The particulars of many cultural behaviors transmitted by text become unwieldy over time — even absurd — as conditions complicate their observance or entirely resolve the condition to which they once responded. It requires a whole industry of legal authorities just to keep up.

There is a less exhausting way to propagate a culture, though. Simply dispense with the idea that the words on the page are more important than the life-ways they describe, and follow the ways of the culture you live in, seeking its resonances with the artifacts you’ve received.
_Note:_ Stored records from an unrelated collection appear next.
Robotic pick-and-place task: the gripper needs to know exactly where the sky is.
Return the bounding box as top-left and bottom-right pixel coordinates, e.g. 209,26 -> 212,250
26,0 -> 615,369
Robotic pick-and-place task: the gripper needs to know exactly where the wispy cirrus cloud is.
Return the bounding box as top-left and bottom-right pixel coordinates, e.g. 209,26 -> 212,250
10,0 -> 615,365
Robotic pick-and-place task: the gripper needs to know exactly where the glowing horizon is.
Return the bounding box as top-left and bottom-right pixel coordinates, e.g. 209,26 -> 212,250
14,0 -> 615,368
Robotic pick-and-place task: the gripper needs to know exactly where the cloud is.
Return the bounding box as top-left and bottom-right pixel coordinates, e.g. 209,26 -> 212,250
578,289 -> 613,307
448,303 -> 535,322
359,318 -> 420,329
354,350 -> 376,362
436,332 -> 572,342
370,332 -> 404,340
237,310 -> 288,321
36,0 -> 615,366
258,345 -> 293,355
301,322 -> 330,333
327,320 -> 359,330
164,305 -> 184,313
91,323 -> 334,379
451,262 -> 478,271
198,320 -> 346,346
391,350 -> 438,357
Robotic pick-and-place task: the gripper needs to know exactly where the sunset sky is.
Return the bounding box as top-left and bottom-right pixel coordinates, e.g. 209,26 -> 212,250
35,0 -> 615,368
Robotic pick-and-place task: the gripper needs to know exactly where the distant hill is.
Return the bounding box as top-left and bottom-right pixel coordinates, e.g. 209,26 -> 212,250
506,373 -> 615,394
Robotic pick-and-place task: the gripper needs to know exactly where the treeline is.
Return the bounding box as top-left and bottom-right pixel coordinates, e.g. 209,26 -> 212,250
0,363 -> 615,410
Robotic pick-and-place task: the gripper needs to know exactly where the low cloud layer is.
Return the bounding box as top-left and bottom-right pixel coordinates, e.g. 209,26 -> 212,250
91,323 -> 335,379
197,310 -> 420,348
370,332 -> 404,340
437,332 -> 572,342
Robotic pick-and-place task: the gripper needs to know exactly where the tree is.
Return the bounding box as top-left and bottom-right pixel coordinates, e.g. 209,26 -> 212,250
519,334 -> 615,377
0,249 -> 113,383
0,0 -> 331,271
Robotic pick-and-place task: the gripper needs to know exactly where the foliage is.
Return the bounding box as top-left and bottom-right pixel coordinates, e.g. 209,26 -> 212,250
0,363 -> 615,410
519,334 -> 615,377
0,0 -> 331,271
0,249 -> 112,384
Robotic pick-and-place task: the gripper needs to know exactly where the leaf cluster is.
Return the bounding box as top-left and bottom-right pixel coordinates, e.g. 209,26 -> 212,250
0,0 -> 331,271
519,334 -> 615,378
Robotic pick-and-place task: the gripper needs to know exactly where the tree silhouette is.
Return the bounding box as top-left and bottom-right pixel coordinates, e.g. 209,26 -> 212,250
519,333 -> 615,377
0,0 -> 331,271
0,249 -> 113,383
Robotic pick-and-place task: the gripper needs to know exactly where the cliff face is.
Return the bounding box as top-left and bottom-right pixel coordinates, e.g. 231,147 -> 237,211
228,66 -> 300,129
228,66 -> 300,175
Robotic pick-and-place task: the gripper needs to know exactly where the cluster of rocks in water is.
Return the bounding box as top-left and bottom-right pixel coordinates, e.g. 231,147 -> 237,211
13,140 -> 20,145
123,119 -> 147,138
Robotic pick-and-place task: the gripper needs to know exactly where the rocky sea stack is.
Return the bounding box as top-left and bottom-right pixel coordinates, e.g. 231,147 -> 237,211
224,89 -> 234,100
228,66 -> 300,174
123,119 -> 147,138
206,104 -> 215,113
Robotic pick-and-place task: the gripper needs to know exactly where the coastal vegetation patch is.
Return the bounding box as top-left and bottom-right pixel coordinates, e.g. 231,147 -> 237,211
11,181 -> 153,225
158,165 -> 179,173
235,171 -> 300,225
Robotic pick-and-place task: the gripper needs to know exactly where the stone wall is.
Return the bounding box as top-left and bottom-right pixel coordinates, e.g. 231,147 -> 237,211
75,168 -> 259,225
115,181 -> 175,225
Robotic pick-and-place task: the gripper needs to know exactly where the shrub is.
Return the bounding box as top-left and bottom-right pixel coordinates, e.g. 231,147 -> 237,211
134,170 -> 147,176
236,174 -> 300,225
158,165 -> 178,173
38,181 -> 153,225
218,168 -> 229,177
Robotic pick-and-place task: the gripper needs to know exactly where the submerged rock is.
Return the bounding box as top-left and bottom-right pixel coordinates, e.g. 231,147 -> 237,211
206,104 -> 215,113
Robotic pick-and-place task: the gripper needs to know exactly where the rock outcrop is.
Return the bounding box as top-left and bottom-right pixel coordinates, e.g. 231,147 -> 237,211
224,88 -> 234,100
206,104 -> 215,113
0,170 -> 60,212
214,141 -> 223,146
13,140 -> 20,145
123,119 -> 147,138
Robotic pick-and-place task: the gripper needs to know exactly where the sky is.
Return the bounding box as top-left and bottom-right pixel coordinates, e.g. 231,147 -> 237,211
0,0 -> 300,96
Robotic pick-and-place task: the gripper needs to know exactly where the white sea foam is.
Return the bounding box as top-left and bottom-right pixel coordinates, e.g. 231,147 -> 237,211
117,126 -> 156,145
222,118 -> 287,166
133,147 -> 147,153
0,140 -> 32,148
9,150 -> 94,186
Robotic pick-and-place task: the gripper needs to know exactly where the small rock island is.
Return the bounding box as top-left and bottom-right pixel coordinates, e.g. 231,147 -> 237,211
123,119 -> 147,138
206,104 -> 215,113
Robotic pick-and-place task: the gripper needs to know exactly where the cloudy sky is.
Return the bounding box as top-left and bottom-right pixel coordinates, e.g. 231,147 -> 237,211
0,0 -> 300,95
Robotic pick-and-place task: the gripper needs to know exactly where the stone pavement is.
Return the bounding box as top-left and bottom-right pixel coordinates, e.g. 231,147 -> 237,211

The example I offer is from my own life.

This morning, I awoke before dawn to study the writings of sages, as my culture is replete with exhortations to do.

But I was not studying a daf of Talmud, or any Jewish sources at all. The wisdom I need right now is elsewhere. I was learning medieval Islamicate astrological texts, with which — in my defense — a luminary of Torah no lesser than Rav Avraham ben Meir Ibn Ezra would have been intimately familiar.

Was it a technical fulfillment of the rabbinic mitzvah to study Torah every day for me to learn these texts? No.

Was it an activity around which the souls of my forefathers gathered arm in arm to watch lovingly as I wrestled with it? Emphatically, yes.

From the perspective of my own soul and its lineages, I have engaged with my Jewish life to the fullest possible extent this morning by enacting the ACTIVITY of learning ancient wisdom at dawn.

And now, as I transition into engaging with my Jewish life by caring for my children and household, I do so not in emulation of some recorded Jewish life in antiquity, but in enactment of the one I have. The one I am.